The lawsuit said Cleaveland was “horrified,” apologized and offered to destroy the drawing. “I thought that I knew my roommate that had done it pretty well,” Cleaveland said, “Like, well enough to know that she wouldn’t do something like that, so I didn’t worry about it.”
Her new roommate reported it to campus officials, who required Cleaveland to move to a new apartment again. The school also began an investigation into her conduct. That led to her temporary suspension from campus and student housing after the school later deemed she’d violated its equal opportunity policy.
The lawsuit said Westminster explained the suspension was to “take appropriate steps to protect all of its students and property” and was due to the “level a (sic) detail and threat in [the] drawing[.]”
But the drawing’s creator was never investigated and school officials knew Cleaveland didn’t draw it, the suit said. The lawsuit quotes a school official saying Cleaveland needed time to “think about what she had done” and “learn” from this experience.
Cleaveland’s attorney Amanda Mendenhall responded in the lawsuit, saying, “It is unclear exactly what Katrina ‘had done’ that required her to 'learn’ from the experience, with the exception of her failure to independently discover the discriminatory content of the drawing and remove the picture.”
The lawsuit alleges that Westminster’s reasons for its adverse actions against Cleaveland "are merely a pretext for its disapproval of and annoyance by Katrina’s disabilities, requests for reasonable accommodations, and report of discrimination to the Office of the President.”
Westminster’s harassment, retaliation and denial of accommodations for Cleaveland violated the federal Rehabilitation Act of 1973 and the Fair Housing Act, the suit said.
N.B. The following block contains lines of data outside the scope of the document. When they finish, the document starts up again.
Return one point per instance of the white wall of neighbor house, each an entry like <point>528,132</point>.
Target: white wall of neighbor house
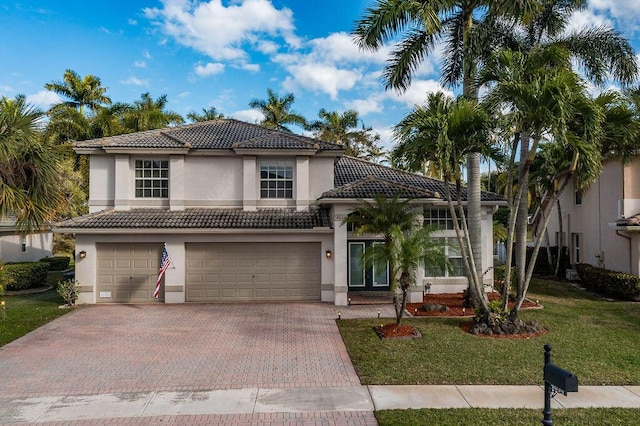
<point>15,247</point>
<point>175,276</point>
<point>586,226</point>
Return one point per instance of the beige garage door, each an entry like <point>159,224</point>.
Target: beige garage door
<point>127,273</point>
<point>219,272</point>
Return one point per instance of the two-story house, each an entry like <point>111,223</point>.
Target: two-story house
<point>246,213</point>
<point>601,225</point>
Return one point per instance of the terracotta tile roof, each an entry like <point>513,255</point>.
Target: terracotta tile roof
<point>373,185</point>
<point>349,170</point>
<point>200,218</point>
<point>224,134</point>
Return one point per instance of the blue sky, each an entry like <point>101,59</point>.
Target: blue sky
<point>224,53</point>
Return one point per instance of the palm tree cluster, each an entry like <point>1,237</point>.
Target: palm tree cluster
<point>535,109</point>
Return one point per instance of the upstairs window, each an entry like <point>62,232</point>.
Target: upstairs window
<point>276,180</point>
<point>440,218</point>
<point>152,179</point>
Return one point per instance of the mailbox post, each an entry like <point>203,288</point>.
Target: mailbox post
<point>556,380</point>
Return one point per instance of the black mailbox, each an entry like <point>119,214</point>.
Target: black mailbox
<point>563,380</point>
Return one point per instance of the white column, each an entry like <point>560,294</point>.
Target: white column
<point>176,182</point>
<point>250,183</point>
<point>302,183</point>
<point>123,181</point>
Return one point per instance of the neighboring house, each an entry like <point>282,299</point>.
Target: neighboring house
<point>16,246</point>
<point>247,214</point>
<point>601,225</point>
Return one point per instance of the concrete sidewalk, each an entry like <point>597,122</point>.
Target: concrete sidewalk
<point>354,405</point>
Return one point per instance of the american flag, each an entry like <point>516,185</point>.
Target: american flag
<point>164,264</point>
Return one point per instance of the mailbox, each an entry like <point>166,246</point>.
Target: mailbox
<point>563,380</point>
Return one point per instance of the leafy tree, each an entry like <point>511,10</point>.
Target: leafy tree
<point>342,129</point>
<point>148,114</point>
<point>81,92</point>
<point>406,243</point>
<point>28,166</point>
<point>207,115</point>
<point>277,111</point>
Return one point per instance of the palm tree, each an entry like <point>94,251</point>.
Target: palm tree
<point>207,115</point>
<point>409,249</point>
<point>28,166</point>
<point>277,111</point>
<point>467,36</point>
<point>443,131</point>
<point>81,92</point>
<point>147,114</point>
<point>396,221</point>
<point>342,129</point>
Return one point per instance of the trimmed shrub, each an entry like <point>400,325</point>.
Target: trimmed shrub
<point>26,275</point>
<point>57,263</point>
<point>616,285</point>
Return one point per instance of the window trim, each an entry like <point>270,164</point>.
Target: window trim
<point>163,188</point>
<point>282,183</point>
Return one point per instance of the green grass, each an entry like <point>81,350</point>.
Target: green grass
<point>596,339</point>
<point>507,417</point>
<point>25,313</point>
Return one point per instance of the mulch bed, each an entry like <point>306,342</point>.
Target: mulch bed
<point>454,303</point>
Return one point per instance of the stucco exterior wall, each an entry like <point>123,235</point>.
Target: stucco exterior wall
<point>37,246</point>
<point>602,204</point>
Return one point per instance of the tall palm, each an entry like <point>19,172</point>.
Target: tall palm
<point>277,111</point>
<point>206,115</point>
<point>81,92</point>
<point>342,129</point>
<point>391,218</point>
<point>409,250</point>
<point>28,166</point>
<point>148,114</point>
<point>443,131</point>
<point>467,37</point>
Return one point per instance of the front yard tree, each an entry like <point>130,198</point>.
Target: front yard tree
<point>407,245</point>
<point>467,36</point>
<point>443,132</point>
<point>28,166</point>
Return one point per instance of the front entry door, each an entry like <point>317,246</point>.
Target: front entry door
<point>374,277</point>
It also alleges negligent and intentional infliction of emotional distress.
When Cleaveland’s attorney filed the lawsuit against Westminster, Cleaveland had been sleeping on friends’ couches for more than 100 days. The suit asks for Cleaveland to be allowed back into student housing, with appropriate accommodations for her disabilities, and for the school to throw out her equal opportunity policy violation.
In the meantime, Cleaveland’s new apartment doesn’t allow dogs, so Todd has been staying with her family in Monroe. It’s hard to be without him, Cleaveland said, but she added: “I’m kind of hesitant to go through all the [service animal] paperwork ... after everything that’s happened at Westminster.”